Come è nato L’Inferno di Dan Haligher?

L‘Inferno di Dan Haligher è nato dalla fusione di tre grandi passioni: la prima, la più antica, è quella per il disegno, che si è rivelata quando ero ancora bambino ed è cresciuta nel tempo, fino a divenire un’ossessione, quasi una malattia; la seconda, dell’adolescenza, è quella per Dante e la sua Divina Commedia, che ho conosciuto a scuola, sui banchi del liceo e poi dell’università, e in seguito ho continuato a divulgare come insegnante; la terza, più recente, è quella per le serie televisive, che in questi ultimi anni hanno costituito un’interessante novità nell’ambito della narrazione, integrando il ruolo più tradizionale del cinema e della letteratura.
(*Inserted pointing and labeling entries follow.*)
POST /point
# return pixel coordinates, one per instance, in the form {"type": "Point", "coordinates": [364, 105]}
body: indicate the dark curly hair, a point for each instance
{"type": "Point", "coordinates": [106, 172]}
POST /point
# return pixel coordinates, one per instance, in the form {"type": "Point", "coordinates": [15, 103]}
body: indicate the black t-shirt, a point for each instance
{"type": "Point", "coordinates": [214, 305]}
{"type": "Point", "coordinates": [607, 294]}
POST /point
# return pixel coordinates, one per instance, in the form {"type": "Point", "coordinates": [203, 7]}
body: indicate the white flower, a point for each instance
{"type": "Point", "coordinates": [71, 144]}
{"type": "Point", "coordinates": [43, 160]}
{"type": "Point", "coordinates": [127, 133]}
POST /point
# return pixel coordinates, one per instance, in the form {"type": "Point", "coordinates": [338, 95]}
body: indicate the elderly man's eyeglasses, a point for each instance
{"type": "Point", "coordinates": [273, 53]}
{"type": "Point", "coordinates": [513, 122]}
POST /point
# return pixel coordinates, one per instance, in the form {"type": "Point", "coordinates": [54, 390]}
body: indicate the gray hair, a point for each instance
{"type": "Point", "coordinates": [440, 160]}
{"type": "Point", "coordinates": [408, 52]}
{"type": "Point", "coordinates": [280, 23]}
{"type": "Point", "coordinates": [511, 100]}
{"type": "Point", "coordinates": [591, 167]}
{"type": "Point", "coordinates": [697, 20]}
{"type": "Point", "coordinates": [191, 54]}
L’idea di llustrare Dante ho cominciato a coltivarla già dal liceo, ma l’ipotesi di confrontarmi con i grandi illustartori sia del passato (Botticelli, Blake, Doré, ecc.) che del presente (Dalì, Guttuso, Mattotti e altri) mi inibiva fortemente, e quindi il progetto di una “mia” Commedia è sprofondato nell’abisso dei sogni irrealizzati, sopra il quale pensavo che il mar si fosse richiuso in maniera definitiva.
Qualche anno fa, però, a seguito della visione di alcune serie televisive alle quali mi ero appassionato, da True detective a Trono di spade, da Breaking bad a Homeland ed altre, mi è venuta l’intuizione di leggere Dante in maniera nuova, attualizzando i suoi contenuti, come un prodotto di narrazione seriale. Da allora quel tarlo ha scavato nella mia immaginazione fino a farmi partorire questo progetto, un po’ folle, lo riconosco, di una riscrittura in chiave contemporanea dell’Inferno dantesco, illustrato sotto forma di graphic novel.

E così ho cominciato a lavorarci, attingendo l’ispirazione non solo dagli immortatli versi del Poeta, ma anche dal cinema, dai telefilm americani, dai nuovi fumetti o graphic novel, come si dice adesso, che hanno rivitalizzato il mondo della narrazione per immagini, e ho alla fine realizzato i primi 5 canti o capitoli o puntate di questa opera che ho intitolato L’Inferno di Dan Haligher.
Dan Haligher è naturalemente Dante Alighieri, musa ispiratrice ancora oggi di tante storie, a distanza di 700 anni dalla sua scomparsa; a conferma del fatto, se mai ce fosse bisogno, che il suo messaggio è sempre attuale e la forza della sua lingua continua a parlare anche a noi, uomini del XXI secolo.
Il mio, pertanto, non è che un omaggio, un umile gesto di devozione e di gratitudine, che spero di poter condividere con tutti coloro che già amano Dante o semplicemente vogliono conoscerlo, per vivere una straordinaria avventura.